I initially implemented adherence to the rate limiting headers on a per-request basis and saw the number of 429s/5xxs quadruple because I wasn’t keeping track of which users had been limited, and wasn’t delaying all subsequent requests for that user for the relevant time period.
I’m not sure what you mean by “per request”; I guess per resource? In any case, no. In the rate limiting docs, the section on implementation overview explains the dimensions:
Call Type
Cost Budget
User (Jira front end initiated action)
User
JWT (app server to Jira API)
App
JWT user impersonation
App + user
Connect app iframe (AP.request)
App + user
OAuth 2.0 (3LO)
App + user
Forge asUser()
App + user
Forge asApp()
App
Anonymous
Anonymous
For your context as a Connect app, I think you are implicitly already limiting “per app” so adding “per user” is correct.

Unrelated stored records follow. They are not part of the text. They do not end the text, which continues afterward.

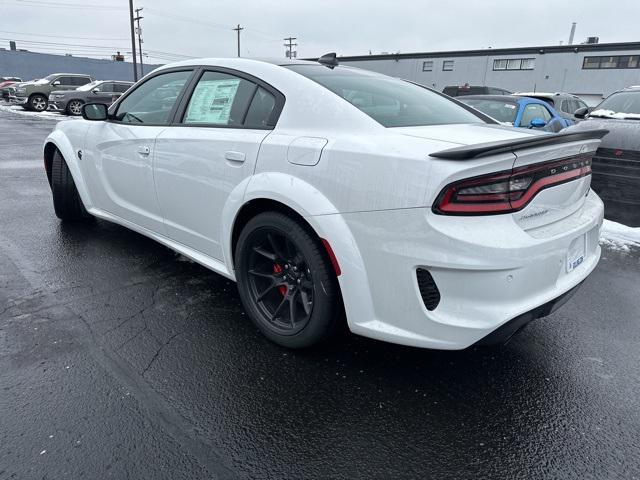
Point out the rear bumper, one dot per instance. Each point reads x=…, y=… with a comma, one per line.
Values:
x=488, y=270
x=504, y=333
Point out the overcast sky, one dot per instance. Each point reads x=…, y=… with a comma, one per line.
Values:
x=349, y=27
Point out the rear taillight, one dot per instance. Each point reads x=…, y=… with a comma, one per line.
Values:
x=508, y=191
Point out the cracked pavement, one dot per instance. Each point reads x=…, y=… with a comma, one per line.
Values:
x=118, y=359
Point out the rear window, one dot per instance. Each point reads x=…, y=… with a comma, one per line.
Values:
x=389, y=101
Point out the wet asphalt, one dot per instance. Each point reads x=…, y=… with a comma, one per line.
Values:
x=118, y=359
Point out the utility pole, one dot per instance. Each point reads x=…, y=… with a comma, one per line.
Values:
x=133, y=42
x=238, y=29
x=290, y=53
x=139, y=31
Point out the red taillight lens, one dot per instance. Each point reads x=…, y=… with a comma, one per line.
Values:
x=509, y=191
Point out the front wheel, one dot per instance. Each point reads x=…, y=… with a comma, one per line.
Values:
x=66, y=199
x=38, y=102
x=286, y=283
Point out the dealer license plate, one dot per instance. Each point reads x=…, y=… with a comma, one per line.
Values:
x=576, y=253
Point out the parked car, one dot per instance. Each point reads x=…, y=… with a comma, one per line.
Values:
x=523, y=112
x=5, y=86
x=35, y=95
x=616, y=165
x=320, y=188
x=102, y=91
x=564, y=103
x=466, y=89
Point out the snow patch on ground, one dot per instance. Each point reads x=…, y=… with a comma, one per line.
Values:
x=17, y=109
x=618, y=236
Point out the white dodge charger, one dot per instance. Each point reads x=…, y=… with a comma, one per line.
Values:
x=325, y=190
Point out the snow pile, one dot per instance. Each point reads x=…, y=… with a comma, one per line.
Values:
x=618, y=236
x=21, y=111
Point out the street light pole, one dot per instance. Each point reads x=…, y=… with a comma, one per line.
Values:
x=133, y=42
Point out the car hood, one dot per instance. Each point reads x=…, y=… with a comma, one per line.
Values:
x=623, y=134
x=468, y=133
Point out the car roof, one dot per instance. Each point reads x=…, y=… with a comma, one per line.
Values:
x=499, y=98
x=545, y=94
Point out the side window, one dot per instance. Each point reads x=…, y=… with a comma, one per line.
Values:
x=120, y=87
x=153, y=101
x=219, y=99
x=532, y=111
x=64, y=81
x=79, y=81
x=260, y=110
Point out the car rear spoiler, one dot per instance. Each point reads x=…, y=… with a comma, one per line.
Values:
x=491, y=148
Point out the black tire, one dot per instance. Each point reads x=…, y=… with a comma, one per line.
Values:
x=38, y=102
x=70, y=109
x=66, y=200
x=270, y=247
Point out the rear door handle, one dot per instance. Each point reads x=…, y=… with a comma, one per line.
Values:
x=234, y=156
x=144, y=150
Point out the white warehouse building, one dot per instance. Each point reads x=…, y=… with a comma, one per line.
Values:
x=592, y=70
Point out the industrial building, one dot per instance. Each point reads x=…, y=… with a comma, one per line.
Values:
x=591, y=70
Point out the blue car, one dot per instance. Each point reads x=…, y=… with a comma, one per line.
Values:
x=523, y=112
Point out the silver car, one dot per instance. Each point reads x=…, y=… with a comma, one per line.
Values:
x=102, y=91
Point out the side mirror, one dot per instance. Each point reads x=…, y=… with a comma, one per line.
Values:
x=581, y=112
x=95, y=111
x=537, y=123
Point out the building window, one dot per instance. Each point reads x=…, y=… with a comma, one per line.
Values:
x=514, y=64
x=528, y=64
x=500, y=64
x=617, y=61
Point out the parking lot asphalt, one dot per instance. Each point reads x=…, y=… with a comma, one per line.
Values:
x=120, y=359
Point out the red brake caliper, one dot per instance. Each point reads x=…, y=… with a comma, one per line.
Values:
x=278, y=269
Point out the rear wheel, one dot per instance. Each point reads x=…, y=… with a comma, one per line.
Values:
x=286, y=283
x=38, y=102
x=74, y=107
x=66, y=200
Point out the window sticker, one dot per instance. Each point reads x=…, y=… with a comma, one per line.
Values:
x=212, y=100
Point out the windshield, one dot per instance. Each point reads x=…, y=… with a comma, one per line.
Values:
x=500, y=110
x=88, y=86
x=45, y=79
x=619, y=105
x=389, y=101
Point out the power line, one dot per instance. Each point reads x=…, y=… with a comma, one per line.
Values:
x=60, y=36
x=77, y=6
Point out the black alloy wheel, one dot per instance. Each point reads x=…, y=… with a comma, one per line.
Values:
x=285, y=281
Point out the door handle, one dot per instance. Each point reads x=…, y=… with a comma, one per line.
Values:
x=234, y=156
x=144, y=150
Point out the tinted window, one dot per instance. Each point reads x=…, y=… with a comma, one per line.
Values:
x=499, y=109
x=120, y=87
x=79, y=81
x=152, y=101
x=64, y=81
x=260, y=110
x=219, y=99
x=389, y=101
x=533, y=111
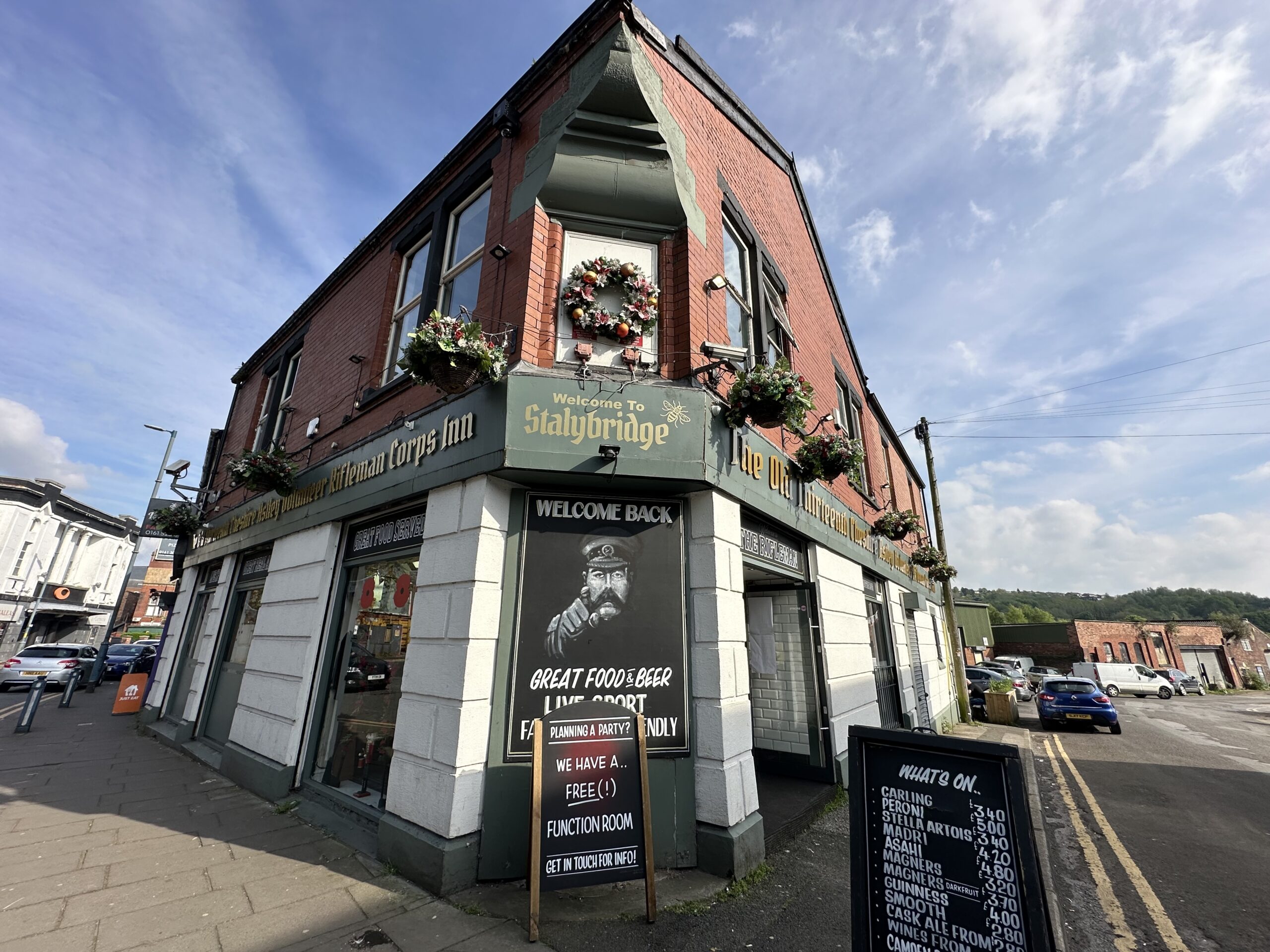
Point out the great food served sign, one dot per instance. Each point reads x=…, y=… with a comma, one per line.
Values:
x=601, y=615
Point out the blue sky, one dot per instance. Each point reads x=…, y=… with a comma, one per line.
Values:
x=1015, y=197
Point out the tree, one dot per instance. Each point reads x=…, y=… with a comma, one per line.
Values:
x=1234, y=625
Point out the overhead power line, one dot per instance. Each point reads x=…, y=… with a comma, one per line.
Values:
x=1105, y=380
x=1096, y=436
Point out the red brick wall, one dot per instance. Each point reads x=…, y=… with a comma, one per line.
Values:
x=521, y=291
x=767, y=197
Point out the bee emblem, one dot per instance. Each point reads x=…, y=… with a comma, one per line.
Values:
x=675, y=413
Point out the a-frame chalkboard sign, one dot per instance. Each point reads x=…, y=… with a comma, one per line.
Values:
x=942, y=846
x=591, y=821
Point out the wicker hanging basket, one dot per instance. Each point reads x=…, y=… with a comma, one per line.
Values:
x=454, y=373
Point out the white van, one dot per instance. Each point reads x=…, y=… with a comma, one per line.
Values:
x=1020, y=663
x=1124, y=678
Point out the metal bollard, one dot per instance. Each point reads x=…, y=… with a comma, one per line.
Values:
x=69, y=691
x=28, y=711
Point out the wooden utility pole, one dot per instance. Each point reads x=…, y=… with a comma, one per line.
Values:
x=954, y=640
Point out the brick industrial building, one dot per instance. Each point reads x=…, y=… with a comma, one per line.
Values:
x=369, y=640
x=1194, y=647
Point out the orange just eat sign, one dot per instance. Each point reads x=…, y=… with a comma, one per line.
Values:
x=132, y=690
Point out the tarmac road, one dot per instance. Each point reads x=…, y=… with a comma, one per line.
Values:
x=1170, y=843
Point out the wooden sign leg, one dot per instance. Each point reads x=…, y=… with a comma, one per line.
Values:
x=649, y=881
x=535, y=832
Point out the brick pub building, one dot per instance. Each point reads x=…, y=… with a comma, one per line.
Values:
x=381, y=640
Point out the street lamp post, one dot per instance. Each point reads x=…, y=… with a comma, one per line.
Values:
x=99, y=664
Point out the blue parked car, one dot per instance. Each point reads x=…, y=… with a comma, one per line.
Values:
x=1075, y=701
x=128, y=659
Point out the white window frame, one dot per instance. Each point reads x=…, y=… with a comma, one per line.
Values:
x=776, y=323
x=854, y=420
x=403, y=307
x=448, y=275
x=742, y=296
x=262, y=424
x=22, y=559
x=289, y=386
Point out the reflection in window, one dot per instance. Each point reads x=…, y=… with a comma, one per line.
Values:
x=461, y=277
x=736, y=270
x=365, y=687
x=405, y=315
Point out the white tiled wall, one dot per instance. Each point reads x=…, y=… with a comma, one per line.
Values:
x=780, y=705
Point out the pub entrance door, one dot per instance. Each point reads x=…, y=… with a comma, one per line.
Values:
x=886, y=670
x=793, y=761
x=229, y=663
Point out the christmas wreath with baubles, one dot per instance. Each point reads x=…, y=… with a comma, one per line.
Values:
x=638, y=313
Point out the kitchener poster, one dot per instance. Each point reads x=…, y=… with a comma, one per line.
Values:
x=601, y=615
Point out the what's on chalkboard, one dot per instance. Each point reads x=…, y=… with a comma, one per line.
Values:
x=943, y=857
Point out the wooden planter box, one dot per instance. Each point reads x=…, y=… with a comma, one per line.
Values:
x=1001, y=709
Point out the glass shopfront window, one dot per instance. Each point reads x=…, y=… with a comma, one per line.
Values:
x=364, y=688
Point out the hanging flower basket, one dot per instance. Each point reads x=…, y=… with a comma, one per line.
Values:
x=451, y=355
x=769, y=397
x=926, y=556
x=942, y=573
x=636, y=314
x=263, y=472
x=826, y=457
x=897, y=525
x=177, y=520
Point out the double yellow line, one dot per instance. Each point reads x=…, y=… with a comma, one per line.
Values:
x=1112, y=908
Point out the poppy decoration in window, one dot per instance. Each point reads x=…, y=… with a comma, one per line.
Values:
x=582, y=301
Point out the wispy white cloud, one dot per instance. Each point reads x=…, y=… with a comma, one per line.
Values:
x=872, y=246
x=1071, y=545
x=873, y=45
x=1209, y=80
x=30, y=452
x=1258, y=474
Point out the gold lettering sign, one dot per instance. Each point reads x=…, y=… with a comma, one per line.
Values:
x=776, y=472
x=454, y=431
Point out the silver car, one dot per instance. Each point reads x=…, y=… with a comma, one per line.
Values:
x=55, y=662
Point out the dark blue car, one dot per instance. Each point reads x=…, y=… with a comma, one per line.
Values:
x=128, y=659
x=1075, y=701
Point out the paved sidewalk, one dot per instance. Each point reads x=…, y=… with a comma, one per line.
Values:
x=110, y=841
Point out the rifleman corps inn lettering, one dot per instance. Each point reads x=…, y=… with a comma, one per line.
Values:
x=400, y=452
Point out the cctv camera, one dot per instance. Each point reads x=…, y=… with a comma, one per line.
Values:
x=724, y=352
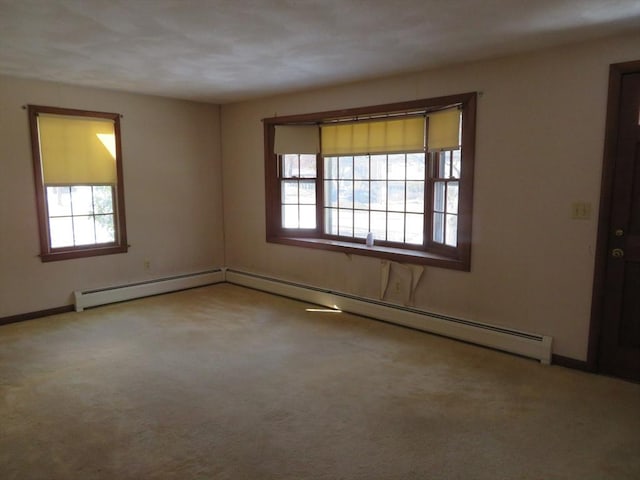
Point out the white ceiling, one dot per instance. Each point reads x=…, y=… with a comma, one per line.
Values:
x=223, y=50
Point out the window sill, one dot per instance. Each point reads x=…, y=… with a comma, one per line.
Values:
x=82, y=253
x=388, y=253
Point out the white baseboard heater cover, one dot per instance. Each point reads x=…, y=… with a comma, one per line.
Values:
x=103, y=296
x=521, y=343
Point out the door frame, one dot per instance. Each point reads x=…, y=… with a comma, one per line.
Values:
x=616, y=71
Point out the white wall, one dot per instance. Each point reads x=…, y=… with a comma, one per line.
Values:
x=540, y=136
x=172, y=178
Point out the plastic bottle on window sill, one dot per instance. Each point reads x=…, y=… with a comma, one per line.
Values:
x=369, y=239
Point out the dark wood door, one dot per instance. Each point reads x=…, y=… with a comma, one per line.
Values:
x=620, y=340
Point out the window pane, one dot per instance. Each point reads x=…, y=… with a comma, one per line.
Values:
x=361, y=167
x=379, y=225
x=395, y=227
x=415, y=166
x=361, y=195
x=415, y=229
x=331, y=221
x=59, y=201
x=452, y=197
x=438, y=196
x=81, y=201
x=360, y=224
x=345, y=222
x=378, y=167
x=452, y=230
x=103, y=199
x=331, y=193
x=308, y=192
x=345, y=167
x=379, y=195
x=455, y=164
x=396, y=196
x=289, y=191
x=290, y=167
x=307, y=216
x=61, y=232
x=290, y=216
x=105, y=229
x=444, y=165
x=308, y=166
x=415, y=197
x=397, y=167
x=84, y=230
x=345, y=193
x=438, y=227
x=331, y=167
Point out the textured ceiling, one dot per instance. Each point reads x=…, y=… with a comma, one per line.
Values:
x=222, y=51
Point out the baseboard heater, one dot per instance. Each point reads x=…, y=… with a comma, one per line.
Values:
x=521, y=343
x=103, y=296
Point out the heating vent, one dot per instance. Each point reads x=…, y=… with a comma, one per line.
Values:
x=103, y=296
x=521, y=343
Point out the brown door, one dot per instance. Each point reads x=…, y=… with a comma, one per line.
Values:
x=619, y=352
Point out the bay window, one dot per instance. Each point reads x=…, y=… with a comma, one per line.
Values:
x=401, y=173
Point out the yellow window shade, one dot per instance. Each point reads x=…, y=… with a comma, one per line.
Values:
x=444, y=130
x=77, y=150
x=296, y=139
x=377, y=136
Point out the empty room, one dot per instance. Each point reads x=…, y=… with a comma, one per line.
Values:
x=299, y=239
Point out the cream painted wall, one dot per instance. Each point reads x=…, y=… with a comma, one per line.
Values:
x=540, y=136
x=172, y=177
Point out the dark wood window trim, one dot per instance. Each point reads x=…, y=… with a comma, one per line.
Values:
x=458, y=258
x=47, y=253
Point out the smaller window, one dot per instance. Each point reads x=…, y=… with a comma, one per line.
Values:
x=78, y=175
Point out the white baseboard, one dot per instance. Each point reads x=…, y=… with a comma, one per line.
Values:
x=509, y=340
x=103, y=296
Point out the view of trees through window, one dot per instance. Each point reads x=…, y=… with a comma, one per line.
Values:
x=381, y=194
x=80, y=215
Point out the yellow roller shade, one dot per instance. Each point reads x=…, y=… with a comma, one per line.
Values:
x=296, y=139
x=376, y=136
x=444, y=130
x=77, y=150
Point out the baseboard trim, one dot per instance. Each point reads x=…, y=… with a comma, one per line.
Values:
x=569, y=362
x=38, y=314
x=500, y=338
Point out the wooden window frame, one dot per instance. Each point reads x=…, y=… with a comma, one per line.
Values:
x=431, y=253
x=47, y=253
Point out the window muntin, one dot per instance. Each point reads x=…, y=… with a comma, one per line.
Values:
x=390, y=193
x=78, y=176
x=80, y=215
x=381, y=194
x=298, y=189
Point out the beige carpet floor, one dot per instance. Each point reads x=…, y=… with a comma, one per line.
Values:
x=224, y=382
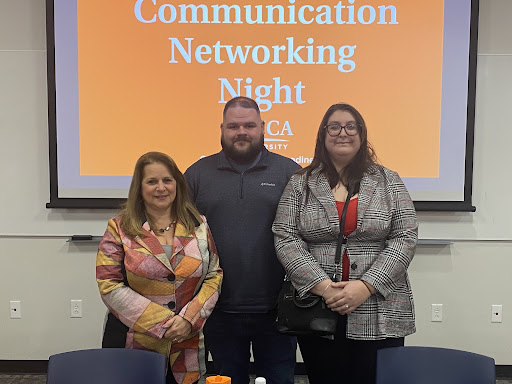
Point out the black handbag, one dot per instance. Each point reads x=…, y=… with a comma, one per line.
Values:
x=309, y=315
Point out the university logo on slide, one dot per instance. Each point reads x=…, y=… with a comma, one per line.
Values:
x=155, y=75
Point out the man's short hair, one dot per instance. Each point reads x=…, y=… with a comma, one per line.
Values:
x=241, y=101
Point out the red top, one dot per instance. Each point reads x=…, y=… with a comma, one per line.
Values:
x=350, y=226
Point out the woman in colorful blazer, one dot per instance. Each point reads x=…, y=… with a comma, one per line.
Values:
x=158, y=271
x=373, y=298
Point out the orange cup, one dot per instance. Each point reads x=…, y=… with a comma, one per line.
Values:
x=218, y=380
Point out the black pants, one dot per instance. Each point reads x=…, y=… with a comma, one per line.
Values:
x=342, y=360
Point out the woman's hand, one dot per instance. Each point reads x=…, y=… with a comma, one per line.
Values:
x=179, y=329
x=349, y=295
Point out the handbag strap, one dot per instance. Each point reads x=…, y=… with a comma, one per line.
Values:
x=341, y=238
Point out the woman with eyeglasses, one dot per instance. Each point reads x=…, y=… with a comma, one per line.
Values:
x=372, y=295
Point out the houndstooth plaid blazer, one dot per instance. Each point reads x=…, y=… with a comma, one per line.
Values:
x=380, y=249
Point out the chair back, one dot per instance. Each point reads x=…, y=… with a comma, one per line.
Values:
x=107, y=366
x=427, y=365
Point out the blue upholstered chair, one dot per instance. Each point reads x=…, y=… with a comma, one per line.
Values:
x=429, y=365
x=107, y=366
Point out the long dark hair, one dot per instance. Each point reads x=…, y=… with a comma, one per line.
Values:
x=353, y=172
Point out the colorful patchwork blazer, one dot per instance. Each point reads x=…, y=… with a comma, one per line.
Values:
x=143, y=288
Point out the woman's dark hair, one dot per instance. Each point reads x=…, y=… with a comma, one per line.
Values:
x=182, y=209
x=364, y=158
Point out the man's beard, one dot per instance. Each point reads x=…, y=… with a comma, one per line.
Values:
x=242, y=157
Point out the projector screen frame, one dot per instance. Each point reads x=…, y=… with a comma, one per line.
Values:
x=116, y=203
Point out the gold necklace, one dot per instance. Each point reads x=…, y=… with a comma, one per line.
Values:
x=162, y=230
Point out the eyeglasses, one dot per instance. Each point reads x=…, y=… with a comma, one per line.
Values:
x=351, y=129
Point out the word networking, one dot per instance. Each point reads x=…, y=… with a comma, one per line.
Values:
x=289, y=53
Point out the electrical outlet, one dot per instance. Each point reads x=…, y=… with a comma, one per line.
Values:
x=437, y=312
x=76, y=308
x=15, y=307
x=497, y=310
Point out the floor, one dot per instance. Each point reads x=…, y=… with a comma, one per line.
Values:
x=41, y=379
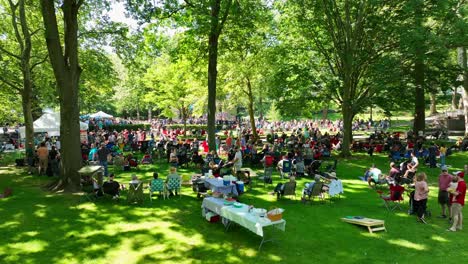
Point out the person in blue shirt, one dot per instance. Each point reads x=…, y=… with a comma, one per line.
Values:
x=92, y=153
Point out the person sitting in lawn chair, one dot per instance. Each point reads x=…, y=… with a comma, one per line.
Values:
x=157, y=185
x=111, y=187
x=279, y=189
x=146, y=159
x=307, y=191
x=173, y=182
x=284, y=166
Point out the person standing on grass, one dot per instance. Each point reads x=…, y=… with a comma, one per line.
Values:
x=237, y=161
x=443, y=153
x=102, y=157
x=458, y=203
x=43, y=155
x=444, y=182
x=30, y=156
x=420, y=196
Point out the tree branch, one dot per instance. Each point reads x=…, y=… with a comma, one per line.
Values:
x=39, y=62
x=9, y=53
x=11, y=84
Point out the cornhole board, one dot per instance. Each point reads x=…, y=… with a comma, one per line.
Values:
x=373, y=225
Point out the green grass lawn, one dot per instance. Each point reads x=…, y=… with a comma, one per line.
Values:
x=42, y=227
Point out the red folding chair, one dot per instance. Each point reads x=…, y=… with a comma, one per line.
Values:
x=394, y=198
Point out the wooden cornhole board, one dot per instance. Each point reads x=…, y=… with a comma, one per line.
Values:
x=373, y=225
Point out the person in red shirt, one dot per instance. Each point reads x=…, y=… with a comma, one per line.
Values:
x=444, y=182
x=458, y=203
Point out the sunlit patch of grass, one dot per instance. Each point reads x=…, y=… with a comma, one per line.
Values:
x=407, y=244
x=32, y=246
x=439, y=238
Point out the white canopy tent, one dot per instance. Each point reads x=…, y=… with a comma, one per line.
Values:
x=50, y=123
x=101, y=114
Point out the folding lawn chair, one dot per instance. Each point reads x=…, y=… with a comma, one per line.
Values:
x=394, y=198
x=267, y=176
x=157, y=186
x=135, y=193
x=289, y=189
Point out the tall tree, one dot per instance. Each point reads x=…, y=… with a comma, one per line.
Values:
x=21, y=55
x=203, y=19
x=351, y=36
x=64, y=61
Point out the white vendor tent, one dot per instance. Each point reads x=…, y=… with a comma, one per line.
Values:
x=101, y=114
x=50, y=123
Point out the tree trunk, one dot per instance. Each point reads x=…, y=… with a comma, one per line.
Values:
x=419, y=122
x=433, y=108
x=67, y=74
x=26, y=93
x=346, y=110
x=419, y=104
x=213, y=72
x=454, y=99
x=463, y=60
x=28, y=118
x=251, y=109
x=325, y=113
x=138, y=112
x=260, y=107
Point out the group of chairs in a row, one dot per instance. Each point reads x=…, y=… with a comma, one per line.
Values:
x=135, y=192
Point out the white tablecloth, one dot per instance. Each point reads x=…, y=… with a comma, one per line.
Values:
x=217, y=185
x=241, y=215
x=335, y=187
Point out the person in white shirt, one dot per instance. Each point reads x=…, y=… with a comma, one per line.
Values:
x=237, y=160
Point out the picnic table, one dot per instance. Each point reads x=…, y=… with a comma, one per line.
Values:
x=93, y=170
x=249, y=172
x=242, y=217
x=372, y=225
x=217, y=185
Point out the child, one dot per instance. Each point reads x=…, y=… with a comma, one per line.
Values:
x=453, y=187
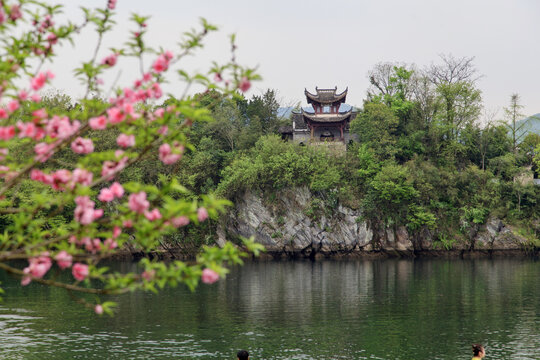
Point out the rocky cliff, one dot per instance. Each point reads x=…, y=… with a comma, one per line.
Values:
x=293, y=223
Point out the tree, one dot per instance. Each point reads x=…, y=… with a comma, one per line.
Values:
x=376, y=126
x=455, y=85
x=513, y=114
x=74, y=213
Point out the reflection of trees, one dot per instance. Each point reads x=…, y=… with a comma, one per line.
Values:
x=413, y=307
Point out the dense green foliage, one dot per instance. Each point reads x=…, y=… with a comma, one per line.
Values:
x=423, y=160
x=424, y=157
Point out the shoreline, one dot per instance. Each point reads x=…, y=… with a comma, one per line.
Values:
x=178, y=254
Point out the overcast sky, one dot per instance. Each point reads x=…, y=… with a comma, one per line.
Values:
x=298, y=44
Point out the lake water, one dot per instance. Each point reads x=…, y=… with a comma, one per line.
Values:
x=384, y=309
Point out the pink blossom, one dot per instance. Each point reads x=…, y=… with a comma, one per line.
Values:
x=3, y=154
x=110, y=168
x=13, y=105
x=159, y=112
x=116, y=232
x=98, y=309
x=110, y=60
x=98, y=123
x=60, y=179
x=117, y=189
x=52, y=38
x=244, y=84
x=115, y=115
x=38, y=81
x=106, y=195
x=28, y=129
x=202, y=214
x=161, y=64
x=82, y=146
x=110, y=244
x=157, y=92
x=15, y=13
x=43, y=151
x=209, y=276
x=180, y=221
x=40, y=114
x=163, y=130
x=23, y=95
x=79, y=271
x=152, y=215
x=84, y=212
x=7, y=132
x=138, y=203
x=63, y=259
x=125, y=141
x=81, y=176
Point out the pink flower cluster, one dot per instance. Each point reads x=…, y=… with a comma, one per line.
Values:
x=170, y=155
x=109, y=194
x=244, y=84
x=80, y=271
x=15, y=13
x=40, y=79
x=209, y=276
x=85, y=213
x=98, y=123
x=45, y=24
x=153, y=215
x=63, y=259
x=202, y=214
x=179, y=221
x=125, y=141
x=162, y=62
x=82, y=146
x=110, y=60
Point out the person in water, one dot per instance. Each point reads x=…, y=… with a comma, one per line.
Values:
x=243, y=355
x=478, y=352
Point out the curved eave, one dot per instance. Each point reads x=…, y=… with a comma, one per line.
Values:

I meant literally on a per-request basis we’d check the response code and headers and back off retrying that specific request (and only that request) if we recieved a 429 or 5xx using the values in the documented headers.
It really wasn’t clear to me that the cost budgets meant that we needed centralised knowledge of all requests being made from different microservices in our infrastructure in order to keep track of whether a “cost budget” was being rate limited.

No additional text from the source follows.